Atherosclerotic renovascular disease in chronic heart failure: should we intervene?

Ramesh de Silva1,*, Nikolay P. Nikitin1, Sunil Bhandari2, Anthony Nicholson3, Andrew L. Clark1 and John G.F. Cleland1

1Academic Cardiology, University of Hull, Castle Hill Hospital, Castle Road, Cottingham, East Yorkshire, HU16 5JQ, UK
2Department of Nephrology, Hull Royal Infirmary, Hull, East Yorkshire, HU3 2JZ, UK
3Department of Vascular Radiology, Leeds General Infirmary, Leeds, West Yorkshire, LS1 3EX, UK

Received 9 July 2004; revised 10 January 2005; accepted 31 March 2005; online publish-ahead-of-print 26 May 2005.

* Corresponding author. Tel: +44 1482 624073; fax: +44 1482 624085. E-mail address: ramesh{at}desilva84.freeserve.co.uk

See page 1576 for the editorial comment on this article (doi:10.1093/eurheartj/ehi375)

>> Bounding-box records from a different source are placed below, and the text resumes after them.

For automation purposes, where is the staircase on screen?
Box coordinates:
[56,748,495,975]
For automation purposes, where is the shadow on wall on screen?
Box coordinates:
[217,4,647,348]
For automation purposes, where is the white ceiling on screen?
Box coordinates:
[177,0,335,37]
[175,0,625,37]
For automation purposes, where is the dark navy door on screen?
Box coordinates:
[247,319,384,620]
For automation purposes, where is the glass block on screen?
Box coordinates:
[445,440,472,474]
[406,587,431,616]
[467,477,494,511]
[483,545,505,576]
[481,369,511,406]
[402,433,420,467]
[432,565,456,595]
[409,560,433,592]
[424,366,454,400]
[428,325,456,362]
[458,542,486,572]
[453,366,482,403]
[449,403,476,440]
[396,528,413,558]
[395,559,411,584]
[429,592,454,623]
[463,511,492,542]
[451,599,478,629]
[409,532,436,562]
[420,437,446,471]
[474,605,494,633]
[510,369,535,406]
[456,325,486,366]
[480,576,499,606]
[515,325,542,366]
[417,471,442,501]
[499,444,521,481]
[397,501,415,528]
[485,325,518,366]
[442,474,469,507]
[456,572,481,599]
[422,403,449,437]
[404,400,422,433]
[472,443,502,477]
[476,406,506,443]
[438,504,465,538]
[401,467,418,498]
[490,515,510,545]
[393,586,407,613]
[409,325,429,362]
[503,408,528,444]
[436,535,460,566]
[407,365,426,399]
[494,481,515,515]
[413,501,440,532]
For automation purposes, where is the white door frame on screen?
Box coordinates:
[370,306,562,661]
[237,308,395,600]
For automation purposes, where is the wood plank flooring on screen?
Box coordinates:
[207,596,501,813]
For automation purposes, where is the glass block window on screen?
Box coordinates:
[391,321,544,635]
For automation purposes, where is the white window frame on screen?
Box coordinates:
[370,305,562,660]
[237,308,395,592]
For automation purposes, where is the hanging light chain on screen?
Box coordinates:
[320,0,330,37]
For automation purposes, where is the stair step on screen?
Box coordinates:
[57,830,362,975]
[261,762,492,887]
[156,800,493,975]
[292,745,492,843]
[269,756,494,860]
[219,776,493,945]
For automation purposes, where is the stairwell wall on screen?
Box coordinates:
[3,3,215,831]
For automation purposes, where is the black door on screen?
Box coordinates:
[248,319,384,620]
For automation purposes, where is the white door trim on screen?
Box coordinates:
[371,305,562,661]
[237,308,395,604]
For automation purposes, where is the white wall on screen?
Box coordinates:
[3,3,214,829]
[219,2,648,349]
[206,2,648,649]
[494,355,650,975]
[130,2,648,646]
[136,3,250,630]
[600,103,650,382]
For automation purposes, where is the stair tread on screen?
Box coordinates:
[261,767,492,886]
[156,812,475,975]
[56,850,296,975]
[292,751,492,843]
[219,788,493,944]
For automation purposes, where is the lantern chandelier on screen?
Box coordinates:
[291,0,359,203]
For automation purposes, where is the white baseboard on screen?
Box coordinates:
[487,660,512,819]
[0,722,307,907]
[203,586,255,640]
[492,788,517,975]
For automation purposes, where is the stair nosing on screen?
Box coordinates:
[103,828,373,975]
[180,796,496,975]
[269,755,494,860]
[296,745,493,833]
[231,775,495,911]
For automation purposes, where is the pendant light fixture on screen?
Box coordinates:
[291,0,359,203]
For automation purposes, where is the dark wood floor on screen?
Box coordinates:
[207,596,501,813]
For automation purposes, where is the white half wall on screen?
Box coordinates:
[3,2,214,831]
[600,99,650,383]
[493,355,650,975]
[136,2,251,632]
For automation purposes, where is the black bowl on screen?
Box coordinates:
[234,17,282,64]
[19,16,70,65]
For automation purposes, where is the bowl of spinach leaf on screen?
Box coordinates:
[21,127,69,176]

Renal artery stenosis (RAS) is most commonly caused by atherosclerosis, which is also the most common cause of chronic heart failure (CHF). One-third of patients with CHF are reported to have significant renovascular disease. The presence of RAS confers a worse outcome in studies of hypertension and coronary disease, though data are lacking for patients with CHF. As the kidney is intricately involved in the fluid retention that occurs in CHF, an adverse effect of RAS on outcome would be expected. Presentations of RAS in CHF include flash pulmonary oedema, hypertension, worsening of CHF, and worsening renal function. RAS commonly progresses and may cause worsening of renal function in patients with CHF and previously stable renal function. A variety of investigations that can safely and accurately identify RAS in CHF are available, although none is recommended in current guidelines for the management of CHF. Treatment for RAS, whether for hypertension, for renal dysfunction, or for pulmonary oedema, is at the discretion of the physician due to the lack of adequate randomized controlled trials demonstrating the efficacy and safety of intervention. As it is not clear how RAS should be managed in CHF, screening cannot be advocated. Currently, a multicentre randomized outcome trial, which includes a cohort of patients with RAS and CHF, is in progress to provide answers in this area of uncertainty.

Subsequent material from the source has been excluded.